The speech ended. The Sleepers were directed to their dormitories.
Sunny found his room on one of the lower levels: a private space with a bed, a desk, and a dresser. The materials were new and the air was clean, and the outer wall had a screen that imitated a window with a view of a snowy park.
By outskirts standards, it was palatial. By Bastion standards, it was roughly equivalent to a storage closet in the east wing. Sunny split the difference and decided it was adequate.
He changed into Academy-issued clothes, studied himself in the mirror, and noted the changes the Spell's transformation had made. His body was leaner and harder than before the Nightmare, the malnourished frame finally matching the training that had been imposed on it for eight years. He looked like what he was supposed to look like: an outskirts kid who had survived his First Nightmare and come out the other side slightly improved.
He didn't look like what he actually was. That was the one advantage he still had.
His shadow lay flat on the floor behind him in the mirror, ordinary and still. Whatever the Spell had done to it, whatever Shadow Consumption meant in practice, the shadow showed no outward sign. It behaved exactly as a shadow should, following his movements, darkening when the light shifted, disappearing when he stepped away from the lamp. If something had changed at a level too deep to see, Sunny couldn't detect it yet.
He would need to test the Ability soon, but not here and not now. The Academy's rooms were monitored, and any visible manifestation of an Aspect Ability would be flagged by the administrative staff. Testing would have to wait for the Dream Realm, where the only observers would be creatures that wanted to kill him and allies he hadn't yet decided to trust.
He left his room and went to the cafeteria.
The food was extraordinary. Not in the way Bastion's food had been extraordinary, which was the extraordinary of professional kitchen operations producing nutritionally optimized meals for combat personnel, but in the way of a place that wanted its residents to feel valued. There was variety and abundance and no restrictions on quantity, and Sunny ate until his stomach protested because the outskirts boy inside him, the one who remembered hunger as a constant companion, refused to leave food on a plate when more might not come.
The interview came after supper. A friendly administrative worker in a small office asked questions about his Aspect with the practiced gentleness of someone trained to extract information from reluctant teenagers.
Sunny refused the counseling, as Jet had advised. The interview questions were carefully worded: "would you like to tell me," "if you're willing to share." The preambles gave him room to deflect without triggering the Flaw, because they weren't direct enough to compel an answer.
He shared just enough to create the impression of a weak, harmless Aspect with utility applications.

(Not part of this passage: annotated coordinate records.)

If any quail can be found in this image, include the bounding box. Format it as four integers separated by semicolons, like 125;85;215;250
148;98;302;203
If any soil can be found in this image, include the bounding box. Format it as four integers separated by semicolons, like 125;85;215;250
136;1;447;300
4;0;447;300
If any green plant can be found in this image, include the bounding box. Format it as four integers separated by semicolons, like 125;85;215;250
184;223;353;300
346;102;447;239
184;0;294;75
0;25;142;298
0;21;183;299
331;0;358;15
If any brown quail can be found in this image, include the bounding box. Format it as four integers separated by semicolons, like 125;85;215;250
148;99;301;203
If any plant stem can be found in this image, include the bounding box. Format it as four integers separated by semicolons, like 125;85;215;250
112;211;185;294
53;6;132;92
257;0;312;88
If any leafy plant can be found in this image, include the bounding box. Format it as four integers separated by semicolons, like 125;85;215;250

Nothing combat-oriented, nothing remarkable, nothing that would place him anywhere other than the bottom of the rankings, which was exactly where an outskirts orphan with no Legacy connections was expected to land.

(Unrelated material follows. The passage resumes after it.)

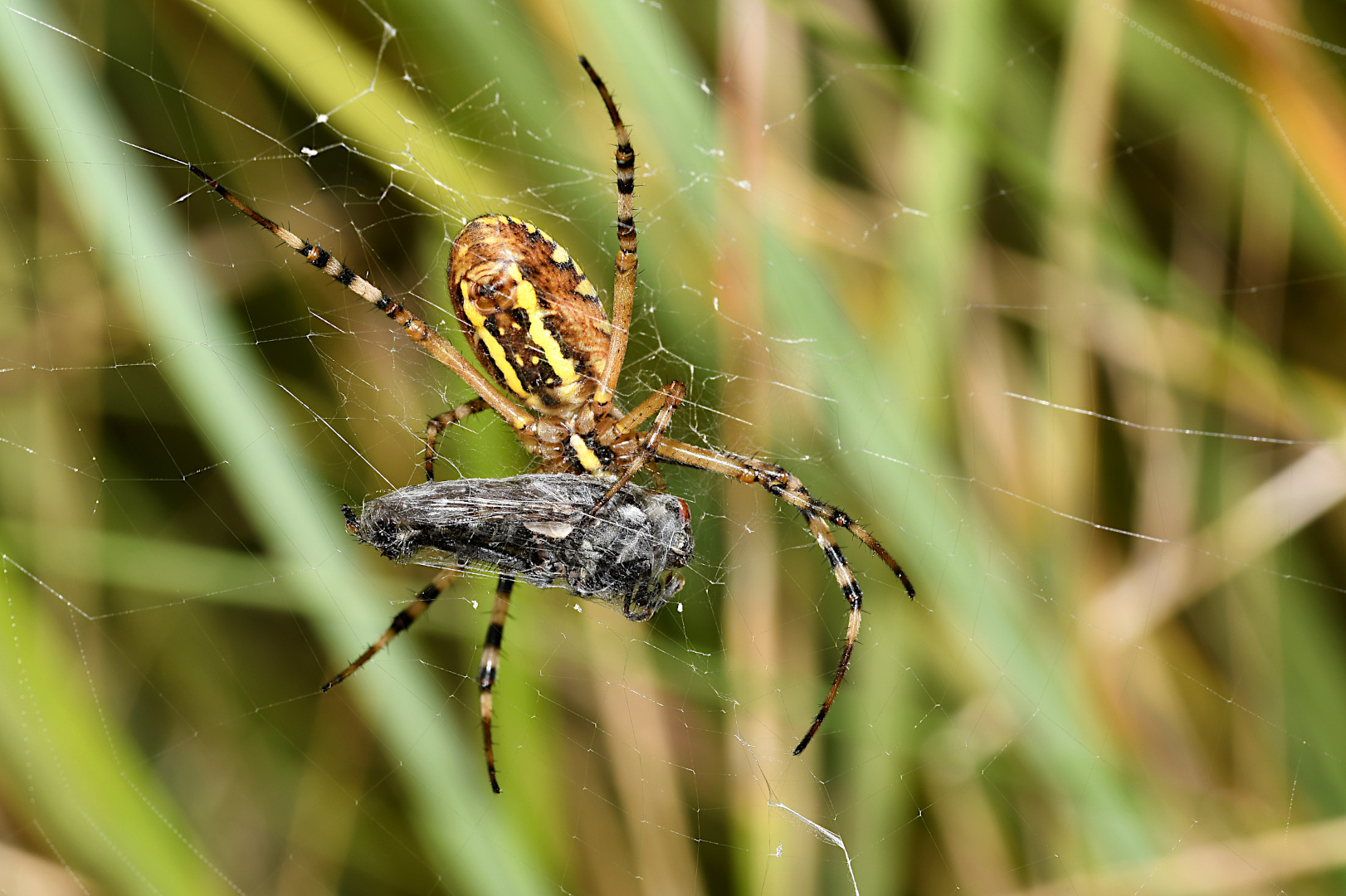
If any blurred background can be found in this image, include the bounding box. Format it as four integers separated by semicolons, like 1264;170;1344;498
0;0;1346;896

He returned to his room, undressed, and lay in bed. The ceiling was white and featureless. The simulated window showed a park that didn't exist. Somewhere in this building, in another room on another floor, the daughter of the Immortal Flame was lying in her own bed, and she didn't know his name, and he didn't know hers, and both of those facts were, for entirely different reasons, the most important secrets in the Academy.
Sunny closed his eyes and began planning the debrief.